Just this last summer, at ReAct Theater in Seattle, my first professional gig, I was running late to one of my shows. I ran through the lobby about half an hour later than I should have been, and almost shot right past one of my mother's best friends from college. He was one of a huge gang of family friends there, and he told me that they had the entire third row. I didn't look directly, but I knew their laughs, and I could occasionally sneak in a glance. Just for kicks.
Then this last Saturday was the big night. I knew I had a couple people coming. But when I hit the stage, I immediately realized that the entire front row was filled with some of my best friends. From one of my college roommates, another two college friends, one of which I acted with twice and even traveled through a chunk of Europe with, to two of my best friends in New York in the CouchSurfing community, to one of my castmates from back on out reality show with NBC about studying abroad with his girlfriend.
Maybe someday, if I'm incredibly lucky, I'll be playing to big audiences in Broadway theaters or in a major motion picture. But even then, when I know that I've got friends and family in the audience, that will be more of a joy than the fame ever could be. Performing for the ones who really know me, and then getting to meet them after the show.
And this time, Saturday, I could look them right in the face.
You see, this wasn't quite like any show I'd ever done before. This had no respect for the fourth wall. This was laughing by audience interaction. It wasn't just sketch comedy, it was clowning. That meant that sometimes we picked people in the audience and picked on them until they and everyone around them laughed. It was... something outrageous.
What kind of outrageous? Well, aside from a lot of small roles in sketches, I had two major parts, both monologues, directed straight at the audience. Now, I don't get type cast much, luckily, but if I ever am wedged to a type, it's usually the brainy, slightly neurotic, lovable nerd. I've occasionally played tougher, more serious roles. An ex IRA terrorist/freedom fighter, for example. But I knew I was in for something different when, on the first day of rehearsal, I was one of the very few people immediately assigned a role and a script. The script began as follows:
"I've been a whore, gigolo, prostitute, whatever you want to call it for so long it seems to be the only thing I've ever been good at. My first client was one of my mother's friend's. I was 14. My mother was having a big dinner party, and Mrs McKenzie, the pastor's wife asked me to go down with her to the wine cellar. She said she needed some help from a strong, young man..."
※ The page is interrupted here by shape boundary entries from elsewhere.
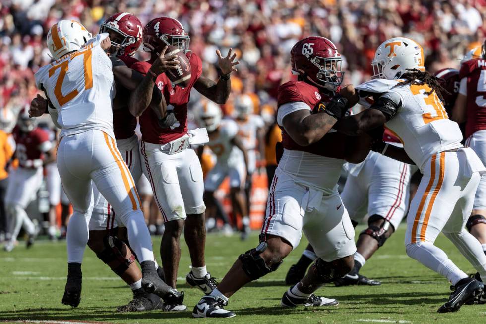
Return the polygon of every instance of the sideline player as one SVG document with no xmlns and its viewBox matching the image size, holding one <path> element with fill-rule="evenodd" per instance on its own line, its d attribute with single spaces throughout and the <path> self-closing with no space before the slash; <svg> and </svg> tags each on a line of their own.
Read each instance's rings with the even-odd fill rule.
<svg viewBox="0 0 486 324">
<path fill-rule="evenodd" d="M 385 130 L 383 140 L 400 146 L 400 140 Z M 334 284 L 381 284 L 377 280 L 360 274 L 361 267 L 396 230 L 405 217 L 409 201 L 408 186 L 411 167 L 403 162 L 370 152 L 366 159 L 358 164 L 346 166 L 349 173 L 341 194 L 355 227 L 367 214 L 368 228 L 363 230 L 356 242 L 355 266 Z M 308 246 L 297 263 L 289 269 L 286 283 L 298 282 L 307 268 L 316 259 L 312 246 Z"/>
<path fill-rule="evenodd" d="M 62 127 L 57 164 L 74 211 L 67 229 L 68 271 L 63 303 L 79 304 L 81 263 L 94 202 L 93 182 L 127 227 L 140 262 L 142 286 L 163 298 L 180 300 L 183 296 L 157 275 L 138 193 L 115 143 L 115 85 L 112 64 L 105 52 L 111 46 L 108 34 L 92 38 L 79 22 L 61 20 L 50 30 L 47 44 L 56 61 L 39 69 L 36 82 Z"/>
<path fill-rule="evenodd" d="M 336 95 L 344 72 L 335 45 L 323 37 L 307 37 L 294 46 L 291 59 L 298 81 L 284 83 L 278 90 L 277 118 L 284 150 L 272 182 L 260 244 L 240 255 L 217 288 L 194 307 L 194 317 L 235 316 L 223 308 L 228 299 L 277 270 L 299 244 L 303 231 L 319 258 L 284 294 L 283 306 L 337 305 L 335 299 L 313 292 L 353 268 L 354 229 L 337 184 L 344 158 L 361 153 L 351 160 L 361 162 L 369 152 L 369 141 L 360 151 L 362 143 L 356 138 L 348 141 L 335 131 L 328 132 L 349 108 L 346 99 Z"/>
<path fill-rule="evenodd" d="M 28 107 L 20 111 L 17 127 L 13 130 L 18 167 L 12 170 L 5 196 L 7 212 L 10 216 L 11 237 L 3 247 L 11 251 L 17 236 L 23 227 L 28 235 L 27 247 L 34 244 L 38 229 L 25 211 L 29 204 L 37 197 L 42 184 L 43 166 L 51 157 L 52 144 L 47 131 L 37 126 L 36 121 L 29 118 Z"/>
<path fill-rule="evenodd" d="M 335 128 L 357 135 L 384 125 L 400 138 L 403 148 L 380 142 L 373 149 L 415 164 L 423 174 L 408 212 L 407 254 L 452 283 L 454 291 L 438 312 L 458 311 L 483 294 L 483 283 L 469 278 L 434 242 L 443 233 L 486 279 L 486 256 L 464 228 L 486 169 L 474 151 L 461 144 L 459 126 L 442 104 L 438 79 L 425 71 L 420 45 L 403 37 L 389 39 L 377 49 L 371 65 L 376 78 L 357 87 L 358 92 L 347 88 L 345 95 L 354 101 L 374 96 L 374 103 Z"/>
<path fill-rule="evenodd" d="M 192 265 L 186 281 L 189 285 L 209 293 L 216 284 L 206 267 L 202 170 L 195 152 L 187 147 L 187 103 L 193 87 L 214 102 L 226 103 L 231 88 L 230 74 L 236 70 L 234 66 L 238 62 L 234 62 L 236 55 L 232 55 L 231 50 L 224 58 L 217 51 L 219 79 L 216 82 L 202 76 L 201 59 L 189 50 L 188 34 L 181 23 L 168 17 L 149 22 L 143 30 L 143 39 L 144 48 L 150 52 L 150 59 L 132 65 L 145 77 L 132 93 L 130 106 L 131 109 L 145 109 L 152 100 L 154 84 L 167 103 L 167 114 L 162 116 L 163 119 L 148 109 L 139 120 L 143 173 L 150 181 L 165 224 L 160 250 L 166 281 L 175 287 L 181 259 L 180 241 L 183 230 Z M 178 47 L 189 58 L 191 79 L 185 88 L 174 86 L 164 73 L 168 67 L 179 64 L 175 60 L 176 56 L 164 55 L 169 45 Z M 171 147 L 181 149 L 171 150 Z M 182 303 L 164 304 L 166 311 L 186 308 Z"/>
<path fill-rule="evenodd" d="M 204 181 L 204 202 L 210 210 L 214 210 L 217 203 L 214 192 L 223 181 L 230 179 L 230 197 L 235 222 L 236 215 L 242 217 L 242 238 L 246 238 L 249 230 L 248 206 L 243 197 L 243 186 L 248 172 L 248 151 L 238 136 L 238 126 L 230 119 L 222 120 L 222 112 L 219 106 L 208 101 L 203 104 L 198 114 L 199 123 L 206 128 L 209 136 L 207 145 L 216 156 L 216 163 L 206 176 Z M 202 155 L 203 146 L 198 152 Z M 211 214 L 214 215 L 214 213 Z M 244 218 L 246 217 L 247 221 Z"/>
<path fill-rule="evenodd" d="M 486 94 L 486 40 L 478 54 L 461 65 L 459 94 L 451 118 L 458 123 L 466 122 L 465 146 L 473 149 L 486 164 L 486 99 L 484 97 Z M 486 176 L 482 177 L 479 182 L 466 226 L 481 243 L 486 254 Z"/>
</svg>

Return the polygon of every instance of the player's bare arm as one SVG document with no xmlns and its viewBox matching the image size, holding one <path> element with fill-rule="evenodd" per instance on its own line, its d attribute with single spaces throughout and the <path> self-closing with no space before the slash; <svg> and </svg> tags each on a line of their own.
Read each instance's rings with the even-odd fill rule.
<svg viewBox="0 0 486 324">
<path fill-rule="evenodd" d="M 240 61 L 235 61 L 236 54 L 231 55 L 232 49 L 228 52 L 228 55 L 223 57 L 221 52 L 216 50 L 218 55 L 218 66 L 221 70 L 221 75 L 217 82 L 210 79 L 201 76 L 194 85 L 194 88 L 199 93 L 214 102 L 224 104 L 226 103 L 231 91 L 231 80 L 230 74 L 237 70 L 235 66 Z"/>
<path fill-rule="evenodd" d="M 130 112 L 134 116 L 141 115 L 142 113 L 150 105 L 152 100 L 155 80 L 157 80 L 159 75 L 165 72 L 167 69 L 175 68 L 179 64 L 179 61 L 176 60 L 176 55 L 165 56 L 167 50 L 167 47 L 166 46 L 162 50 L 159 57 L 152 65 L 148 73 L 132 92 L 128 107 Z M 166 113 L 165 109 L 161 113 L 163 113 L 163 114 L 161 114 L 161 116 L 165 116 Z"/>
</svg>

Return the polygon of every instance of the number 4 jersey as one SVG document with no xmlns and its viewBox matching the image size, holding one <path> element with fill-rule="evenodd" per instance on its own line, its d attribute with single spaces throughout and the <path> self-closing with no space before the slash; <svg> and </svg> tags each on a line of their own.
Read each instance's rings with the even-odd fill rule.
<svg viewBox="0 0 486 324">
<path fill-rule="evenodd" d="M 356 87 L 360 103 L 384 96 L 398 107 L 385 126 L 398 137 L 405 152 L 421 170 L 433 154 L 462 147 L 459 126 L 449 119 L 444 105 L 426 84 L 400 85 L 403 80 L 371 80 Z"/>
<path fill-rule="evenodd" d="M 39 69 L 36 84 L 49 98 L 62 128 L 60 136 L 97 129 L 114 137 L 112 63 L 101 48 L 108 36 L 99 34 L 80 49 Z"/>
<path fill-rule="evenodd" d="M 466 138 L 486 129 L 486 60 L 473 59 L 461 65 L 459 93 L 467 97 Z"/>
</svg>

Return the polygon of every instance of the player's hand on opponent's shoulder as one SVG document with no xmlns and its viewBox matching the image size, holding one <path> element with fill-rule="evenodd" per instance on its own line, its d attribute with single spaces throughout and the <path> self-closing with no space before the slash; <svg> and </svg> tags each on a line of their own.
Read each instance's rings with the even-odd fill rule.
<svg viewBox="0 0 486 324">
<path fill-rule="evenodd" d="M 238 70 L 235 68 L 235 66 L 240 63 L 240 61 L 235 61 L 236 58 L 236 53 L 232 55 L 232 51 L 233 49 L 230 48 L 228 51 L 228 55 L 223 57 L 219 50 L 216 50 L 216 54 L 218 55 L 218 66 L 223 75 L 229 74 L 232 72 L 236 72 Z"/>
<path fill-rule="evenodd" d="M 47 109 L 47 100 L 38 93 L 37 96 L 30 102 L 29 109 L 29 117 L 39 117 L 42 116 Z"/>
<path fill-rule="evenodd" d="M 175 69 L 179 64 L 179 61 L 177 59 L 177 56 L 175 54 L 166 56 L 167 48 L 166 46 L 162 49 L 159 57 L 152 64 L 150 71 L 154 74 L 158 75 L 169 69 Z"/>
</svg>

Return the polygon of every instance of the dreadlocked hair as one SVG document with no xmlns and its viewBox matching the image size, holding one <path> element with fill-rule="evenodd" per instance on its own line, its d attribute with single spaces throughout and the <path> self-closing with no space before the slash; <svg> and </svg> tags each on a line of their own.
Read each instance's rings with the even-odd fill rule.
<svg viewBox="0 0 486 324">
<path fill-rule="evenodd" d="M 442 94 L 450 94 L 450 93 L 442 86 L 442 84 L 444 82 L 443 79 L 437 77 L 426 71 L 421 71 L 416 68 L 407 68 L 407 70 L 410 72 L 402 74 L 400 78 L 405 81 L 399 83 L 395 86 L 395 87 L 403 86 L 407 84 L 413 85 L 426 84 L 430 87 L 431 90 L 428 92 L 425 92 L 424 94 L 430 95 L 433 93 L 434 91 L 435 91 L 437 95 L 439 97 L 439 99 L 442 102 L 444 102 Z"/>
</svg>

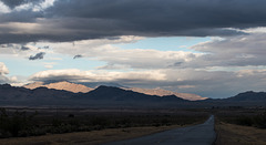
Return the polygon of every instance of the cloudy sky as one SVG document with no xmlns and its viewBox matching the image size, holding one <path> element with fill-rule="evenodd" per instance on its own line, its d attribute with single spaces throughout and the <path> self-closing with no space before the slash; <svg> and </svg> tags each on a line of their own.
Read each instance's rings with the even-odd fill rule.
<svg viewBox="0 0 266 145">
<path fill-rule="evenodd" d="M 266 91 L 266 1 L 0 0 L 0 83 Z"/>
</svg>

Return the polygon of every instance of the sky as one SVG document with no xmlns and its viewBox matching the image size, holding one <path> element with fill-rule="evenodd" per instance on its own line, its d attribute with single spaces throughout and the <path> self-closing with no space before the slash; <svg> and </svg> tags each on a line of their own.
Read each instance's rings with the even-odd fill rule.
<svg viewBox="0 0 266 145">
<path fill-rule="evenodd" d="M 0 0 L 0 84 L 266 91 L 266 1 Z"/>
</svg>

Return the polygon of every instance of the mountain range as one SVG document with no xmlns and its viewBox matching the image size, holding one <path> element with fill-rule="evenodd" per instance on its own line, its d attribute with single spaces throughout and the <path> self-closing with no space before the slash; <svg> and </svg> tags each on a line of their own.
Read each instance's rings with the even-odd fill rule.
<svg viewBox="0 0 266 145">
<path fill-rule="evenodd" d="M 98 84 L 98 85 L 96 85 Z M 133 92 L 139 92 L 147 95 L 157 95 L 157 96 L 165 96 L 165 95 L 175 95 L 184 100 L 190 100 L 190 101 L 197 101 L 197 100 L 206 100 L 207 97 L 202 97 L 196 94 L 190 94 L 190 93 L 177 93 L 177 92 L 172 92 L 167 90 L 162 90 L 162 89 L 140 89 L 140 87 L 125 87 L 120 84 L 115 83 L 103 83 L 105 86 L 115 86 L 120 87 L 123 90 L 129 90 Z M 34 82 L 24 85 L 27 89 L 37 89 L 37 87 L 48 87 L 48 89 L 55 89 L 55 90 L 64 90 L 73 93 L 88 93 L 90 91 L 93 91 L 98 86 L 100 86 L 100 83 L 71 83 L 68 81 L 61 81 L 61 82 L 52 82 L 50 81 L 49 83 L 45 82 Z M 94 86 L 94 87 L 89 87 L 89 86 Z"/>
<path fill-rule="evenodd" d="M 65 82 L 64 82 L 65 83 Z M 69 83 L 69 82 L 66 82 Z M 61 84 L 61 83 L 59 83 Z M 42 84 L 47 85 L 47 84 Z M 86 93 L 82 93 L 70 84 L 72 91 L 62 87 L 48 89 L 40 86 L 37 89 L 16 87 L 9 84 L 0 85 L 0 106 L 62 106 L 62 107 L 134 107 L 134 108 L 172 108 L 172 107 L 213 107 L 213 106 L 266 106 L 265 92 L 245 92 L 227 99 L 207 99 L 190 101 L 176 95 L 149 95 L 134 92 L 127 89 L 115 86 L 98 86 Z M 51 86 L 54 86 L 52 84 Z M 82 86 L 85 89 L 84 86 Z"/>
</svg>

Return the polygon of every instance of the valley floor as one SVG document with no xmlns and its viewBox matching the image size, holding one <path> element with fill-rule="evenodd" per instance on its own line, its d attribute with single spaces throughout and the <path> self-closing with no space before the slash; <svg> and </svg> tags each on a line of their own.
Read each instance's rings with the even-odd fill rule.
<svg viewBox="0 0 266 145">
<path fill-rule="evenodd" d="M 266 130 L 217 121 L 215 131 L 217 134 L 215 145 L 266 145 Z"/>
<path fill-rule="evenodd" d="M 0 139 L 1 145 L 99 145 L 109 142 L 129 139 L 163 132 L 171 128 L 180 127 L 171 126 L 151 126 L 151 127 L 129 127 L 129 128 L 109 128 L 102 131 L 50 134 L 32 137 L 13 137 Z"/>
</svg>

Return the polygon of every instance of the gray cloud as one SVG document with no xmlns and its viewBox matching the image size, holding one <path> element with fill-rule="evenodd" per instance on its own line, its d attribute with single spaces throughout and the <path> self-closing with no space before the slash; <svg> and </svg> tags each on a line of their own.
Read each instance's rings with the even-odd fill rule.
<svg viewBox="0 0 266 145">
<path fill-rule="evenodd" d="M 6 6 L 8 6 L 10 9 L 13 9 L 18 6 L 24 4 L 24 3 L 38 3 L 44 0 L 0 0 L 2 1 Z"/>
<path fill-rule="evenodd" d="M 28 30 L 14 34 L 10 28 L 0 34 L 0 43 L 61 42 L 117 35 L 244 34 L 225 28 L 265 27 L 265 6 L 266 1 L 262 0 L 57 0 L 41 12 L 21 11 L 22 17 L 27 17 L 21 20 L 18 11 L 2 13 L 2 22 L 35 22 L 43 31 Z"/>
<path fill-rule="evenodd" d="M 184 68 L 266 65 L 266 33 L 215 40 L 192 49 L 206 53 L 183 64 Z"/>
<path fill-rule="evenodd" d="M 73 58 L 73 59 L 80 59 L 80 58 L 83 58 L 83 55 L 81 55 L 81 54 L 78 54 L 78 55 L 74 55 L 74 58 Z"/>
<path fill-rule="evenodd" d="M 33 60 L 42 60 L 44 55 L 45 55 L 45 52 L 40 52 L 40 53 L 37 53 L 35 55 L 31 55 L 29 58 L 29 60 L 31 60 L 31 61 L 33 61 Z"/>
<path fill-rule="evenodd" d="M 30 50 L 30 48 L 27 46 L 27 45 L 22 45 L 22 46 L 21 46 L 21 50 L 22 50 L 22 51 L 28 51 L 28 50 Z"/>
</svg>

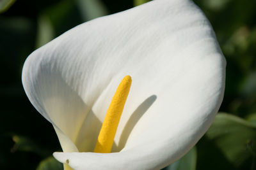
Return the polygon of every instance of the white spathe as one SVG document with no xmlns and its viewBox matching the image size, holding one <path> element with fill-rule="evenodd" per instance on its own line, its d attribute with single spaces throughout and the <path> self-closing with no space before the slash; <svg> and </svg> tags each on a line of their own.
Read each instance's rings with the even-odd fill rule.
<svg viewBox="0 0 256 170">
<path fill-rule="evenodd" d="M 184 155 L 210 126 L 225 65 L 192 1 L 156 0 L 83 24 L 38 48 L 24 64 L 22 83 L 57 132 L 59 161 L 74 169 L 157 169 Z M 132 83 L 116 153 L 91 153 L 126 75 Z"/>
</svg>

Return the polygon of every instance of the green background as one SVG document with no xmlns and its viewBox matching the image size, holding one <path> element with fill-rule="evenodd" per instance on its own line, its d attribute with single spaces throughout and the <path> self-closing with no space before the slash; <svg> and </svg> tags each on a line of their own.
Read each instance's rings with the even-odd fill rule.
<svg viewBox="0 0 256 170">
<path fill-rule="evenodd" d="M 62 168 L 51 157 L 61 150 L 55 132 L 22 87 L 26 58 L 79 24 L 145 1 L 0 1 L 1 169 Z M 165 169 L 256 169 L 256 1 L 195 2 L 212 24 L 227 59 L 223 113 L 193 150 Z"/>
</svg>

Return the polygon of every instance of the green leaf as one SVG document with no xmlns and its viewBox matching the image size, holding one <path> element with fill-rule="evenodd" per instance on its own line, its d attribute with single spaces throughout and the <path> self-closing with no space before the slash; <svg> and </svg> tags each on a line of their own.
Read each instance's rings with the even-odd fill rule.
<svg viewBox="0 0 256 170">
<path fill-rule="evenodd" d="M 14 145 L 11 149 L 11 152 L 14 153 L 19 152 L 29 152 L 36 153 L 42 157 L 45 157 L 51 154 L 51 152 L 43 148 L 36 143 L 32 139 L 28 137 L 19 135 L 13 135 L 12 136 Z"/>
<path fill-rule="evenodd" d="M 150 0 L 134 0 L 133 4 L 134 6 L 141 5 L 142 4 L 146 3 L 147 2 L 150 1 Z"/>
<path fill-rule="evenodd" d="M 47 15 L 41 15 L 38 18 L 38 23 L 36 48 L 46 44 L 54 38 L 54 30 Z"/>
<path fill-rule="evenodd" d="M 218 113 L 206 136 L 234 167 L 241 166 L 255 155 L 256 126 L 237 117 Z"/>
<path fill-rule="evenodd" d="M 36 170 L 63 170 L 63 166 L 53 157 L 44 159 L 39 164 Z"/>
<path fill-rule="evenodd" d="M 256 126 L 256 113 L 250 114 L 245 120 Z"/>
<path fill-rule="evenodd" d="M 100 0 L 77 0 L 84 22 L 107 15 L 108 11 Z"/>
<path fill-rule="evenodd" d="M 172 165 L 166 167 L 165 170 L 196 170 L 196 148 L 195 146 L 183 157 Z"/>
<path fill-rule="evenodd" d="M 0 0 L 0 13 L 9 9 L 15 1 L 15 0 Z"/>
</svg>

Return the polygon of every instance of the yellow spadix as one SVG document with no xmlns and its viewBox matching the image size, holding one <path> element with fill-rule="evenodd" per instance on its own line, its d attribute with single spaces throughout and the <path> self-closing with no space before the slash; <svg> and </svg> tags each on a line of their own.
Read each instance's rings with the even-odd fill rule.
<svg viewBox="0 0 256 170">
<path fill-rule="evenodd" d="M 125 76 L 119 84 L 108 108 L 94 149 L 97 153 L 110 153 L 119 120 L 130 90 L 132 79 Z"/>
</svg>

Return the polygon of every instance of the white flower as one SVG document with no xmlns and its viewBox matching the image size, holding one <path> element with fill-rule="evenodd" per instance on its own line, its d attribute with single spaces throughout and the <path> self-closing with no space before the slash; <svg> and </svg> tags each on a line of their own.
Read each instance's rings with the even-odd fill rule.
<svg viewBox="0 0 256 170">
<path fill-rule="evenodd" d="M 156 0 L 83 24 L 32 53 L 22 83 L 74 169 L 157 169 L 204 135 L 221 104 L 225 60 L 189 0 Z M 132 85 L 111 153 L 91 153 L 122 78 Z M 72 152 L 72 153 L 68 153 Z"/>
</svg>

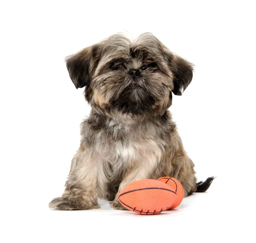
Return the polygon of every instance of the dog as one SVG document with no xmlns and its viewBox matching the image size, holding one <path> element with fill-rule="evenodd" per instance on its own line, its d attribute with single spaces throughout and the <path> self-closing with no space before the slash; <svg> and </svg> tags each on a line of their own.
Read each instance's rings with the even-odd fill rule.
<svg viewBox="0 0 256 243">
<path fill-rule="evenodd" d="M 76 89 L 85 87 L 90 115 L 81 125 L 62 196 L 52 209 L 99 208 L 98 198 L 125 210 L 120 191 L 137 180 L 177 179 L 184 196 L 206 191 L 213 177 L 197 183 L 168 108 L 193 76 L 193 65 L 151 33 L 133 41 L 116 34 L 66 59 Z"/>
</svg>

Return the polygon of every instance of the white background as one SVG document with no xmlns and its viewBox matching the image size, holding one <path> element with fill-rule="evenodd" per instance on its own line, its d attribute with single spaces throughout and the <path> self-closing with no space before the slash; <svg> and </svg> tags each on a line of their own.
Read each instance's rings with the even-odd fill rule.
<svg viewBox="0 0 256 243">
<path fill-rule="evenodd" d="M 255 240 L 253 1 L 1 3 L 2 242 Z M 104 201 L 100 209 L 51 211 L 90 109 L 64 57 L 122 31 L 151 32 L 195 65 L 170 110 L 198 180 L 217 177 L 207 192 L 159 215 Z"/>
</svg>

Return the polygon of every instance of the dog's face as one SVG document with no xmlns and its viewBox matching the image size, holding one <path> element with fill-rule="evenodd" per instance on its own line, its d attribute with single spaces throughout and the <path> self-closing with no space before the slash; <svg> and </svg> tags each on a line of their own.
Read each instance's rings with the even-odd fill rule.
<svg viewBox="0 0 256 243">
<path fill-rule="evenodd" d="M 133 115 L 163 114 L 193 75 L 190 63 L 148 33 L 133 43 L 112 35 L 68 57 L 67 66 L 92 106 Z"/>
</svg>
That was the tame monologue. The other one starts out with me, surrounded by four dancing girls, declaring to the audience: "I love it when my girlfriend has an orgasm! Especially when I caused it!" You don't get away with saying that kind of anywhere but onstage. Especially when it evolves into playing yourself up as the famous superhero, Orgasm Man (flying from house to house, rescuing women from their mundane sex lives!).
I got to do four shows this last weekend. Two of them had big audiences. One of them was the first show on Saturday, when I had the most parts and when all my friends came this time. Easily my favorite show of the run. There's nothing quite like having all so many of your friends from completely different parts of your life come up after the show to laugh and congratulate you. Even after, or maybe especially after, you've just spent a good chunk of their time telling them all about how you've been a whore.